Carhoat et Prégent éclatèrent de rire ; Laurent et Philippe ne purent eux-mêmes retenir un mouvement d’hilarité.

— Ce diable de Kérizat ! murmura le vieux marquis ; — quel pacificateur !

— Vous sentez très-bien, messieurs, reprit le chevalier, que cette qualité d’agent du roi m’impose une certaine réserve… En bonne conscience, Sa Majesté ne peut pas m’avoir envoyé en Bretagne sans me donner de quoi faire le voyage.

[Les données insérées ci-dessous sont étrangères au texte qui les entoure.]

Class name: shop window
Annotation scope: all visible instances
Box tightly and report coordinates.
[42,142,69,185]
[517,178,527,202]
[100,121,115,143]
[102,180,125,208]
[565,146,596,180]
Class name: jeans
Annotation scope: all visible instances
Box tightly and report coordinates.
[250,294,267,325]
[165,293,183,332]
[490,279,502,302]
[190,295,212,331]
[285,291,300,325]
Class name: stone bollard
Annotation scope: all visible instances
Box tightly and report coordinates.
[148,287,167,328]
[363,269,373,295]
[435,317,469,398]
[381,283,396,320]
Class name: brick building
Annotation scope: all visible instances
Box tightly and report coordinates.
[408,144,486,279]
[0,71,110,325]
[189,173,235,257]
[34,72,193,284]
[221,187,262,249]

— C’est juste, dit Laurent qui se reprenait sans le savoir à être de bonne humeur, — mais comment faire ?… Un expédient, monsieur le chevalier !

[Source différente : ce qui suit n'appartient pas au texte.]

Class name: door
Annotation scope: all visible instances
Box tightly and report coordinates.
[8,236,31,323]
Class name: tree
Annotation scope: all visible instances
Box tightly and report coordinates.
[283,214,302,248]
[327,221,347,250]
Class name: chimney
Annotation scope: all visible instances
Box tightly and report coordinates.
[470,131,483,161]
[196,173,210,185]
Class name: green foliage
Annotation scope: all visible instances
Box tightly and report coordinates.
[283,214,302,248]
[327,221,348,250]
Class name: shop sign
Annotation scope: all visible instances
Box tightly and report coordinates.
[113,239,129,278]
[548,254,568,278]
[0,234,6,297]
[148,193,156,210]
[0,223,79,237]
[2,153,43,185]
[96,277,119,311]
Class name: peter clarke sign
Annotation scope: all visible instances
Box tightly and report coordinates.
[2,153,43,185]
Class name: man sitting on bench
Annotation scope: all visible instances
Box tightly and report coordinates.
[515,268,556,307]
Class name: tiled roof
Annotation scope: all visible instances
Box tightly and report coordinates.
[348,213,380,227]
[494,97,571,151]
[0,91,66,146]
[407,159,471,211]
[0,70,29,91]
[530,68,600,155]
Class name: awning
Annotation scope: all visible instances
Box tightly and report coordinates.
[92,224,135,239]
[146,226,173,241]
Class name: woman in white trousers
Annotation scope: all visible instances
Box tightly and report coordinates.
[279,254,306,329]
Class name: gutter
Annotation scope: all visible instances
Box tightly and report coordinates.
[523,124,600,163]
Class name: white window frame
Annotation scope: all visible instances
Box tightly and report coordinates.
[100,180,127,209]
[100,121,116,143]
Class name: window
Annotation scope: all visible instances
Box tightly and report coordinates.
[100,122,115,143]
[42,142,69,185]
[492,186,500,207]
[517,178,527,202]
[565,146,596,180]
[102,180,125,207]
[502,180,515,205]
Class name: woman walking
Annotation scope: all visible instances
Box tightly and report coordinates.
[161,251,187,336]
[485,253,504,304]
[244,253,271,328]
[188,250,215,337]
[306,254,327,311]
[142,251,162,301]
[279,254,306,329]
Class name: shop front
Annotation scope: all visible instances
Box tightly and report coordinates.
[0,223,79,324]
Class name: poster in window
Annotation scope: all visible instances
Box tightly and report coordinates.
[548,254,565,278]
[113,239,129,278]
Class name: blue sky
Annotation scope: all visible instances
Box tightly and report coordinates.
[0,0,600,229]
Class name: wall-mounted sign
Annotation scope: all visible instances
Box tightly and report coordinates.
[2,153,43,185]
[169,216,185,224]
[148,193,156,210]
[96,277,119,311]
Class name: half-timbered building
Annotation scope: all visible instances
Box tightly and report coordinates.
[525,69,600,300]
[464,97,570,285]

Kérizat réfléchit durant quelques instants.

— Si je pouvais aller à Rennes, reprit-il, un tour de lansquenet ferait l’affaire… mais ce serait dangereux… et, à l’occasion, je dois vous dire, messieurs, que, par respect pour le service du roi, mon patron actuel, j’ai mis de côté le nom de Kérizat, pour m’appeler tout simplement le chevalier de Briant…

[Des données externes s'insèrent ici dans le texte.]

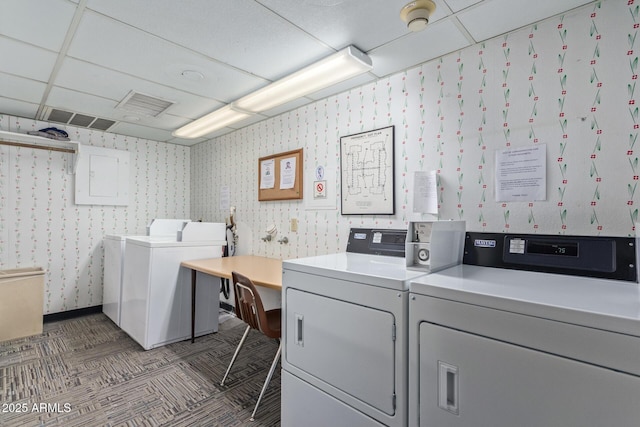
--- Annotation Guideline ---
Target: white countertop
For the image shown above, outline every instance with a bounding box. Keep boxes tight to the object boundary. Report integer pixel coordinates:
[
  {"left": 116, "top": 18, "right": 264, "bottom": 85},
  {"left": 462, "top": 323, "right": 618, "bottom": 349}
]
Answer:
[
  {"left": 282, "top": 252, "right": 425, "bottom": 291},
  {"left": 126, "top": 236, "right": 227, "bottom": 248},
  {"left": 411, "top": 265, "right": 640, "bottom": 337}
]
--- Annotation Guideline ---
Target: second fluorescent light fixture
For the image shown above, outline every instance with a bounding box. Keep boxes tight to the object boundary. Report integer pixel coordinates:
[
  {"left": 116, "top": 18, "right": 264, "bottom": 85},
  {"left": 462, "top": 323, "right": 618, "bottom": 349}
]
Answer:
[{"left": 173, "top": 46, "right": 373, "bottom": 138}]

— On s’en souviendra, dit le marquis.

Le chevalier réfléchit encore et poursuivit tout à coup :

— C’est misérable, d’attaquer un ami pour cent écus ! sans cela je vous indiquerais bien une aubaine…

— Indiquez ! indiquez, s’écrièrent à la fois les quatre Carhoat.

Et Philippe ajouta :

— On n’est pas forcé de ne prendre que cent écus, s’il y en a davantage.

Le chevalier parut hésiter durant quelques instants.

— Bah ! s’écria-t-il enfin, nous n’avons pas le choix !… Et puis, en définitive, c’est agir en bons citoyens… Notre équipée va peut-être épargner à la Bretagne les horreurs de la guerre civile… Voici ce dont il s’agit… monsieur le chevalier de Talhoët a dû quitter Paris deux jours après moi, porteur de certaine correspondance que les princes entretiennent encore avec les mécontents du pays… Sa valise, je vous le certifie, contient bon nombre de pièces d’or… Il n’a qu’un seul valet à cheval… et, si je ne me trompe, il devra traverser la forêt demain dans la soirée.

— Eh bien ! s’écria le vieux Carhoat, j’aimerais mieux mettre à contribution tout autre qu’un Breton de la vieille roche… mais, après tout, nous ne sommes plus, nous autres, ni pour le roi ni pour le parlement… Le chevalier de Talhoët payera les bons garçons du Champ-Dolent…

Il y avait bien longtemps que la porte conduisant à la ferme de Marlet et par où la vieille Noton Renard avait passé tant de fois cette nuit, restait immobile.

Noton était couchée, et son mari, Francin, sommeillait dans un coin sur son escabelle.

Au moment où le chevalier avait prononcé le nom de M. de Talhoët, la porte remua doucement comme si le vent l’eût poussée.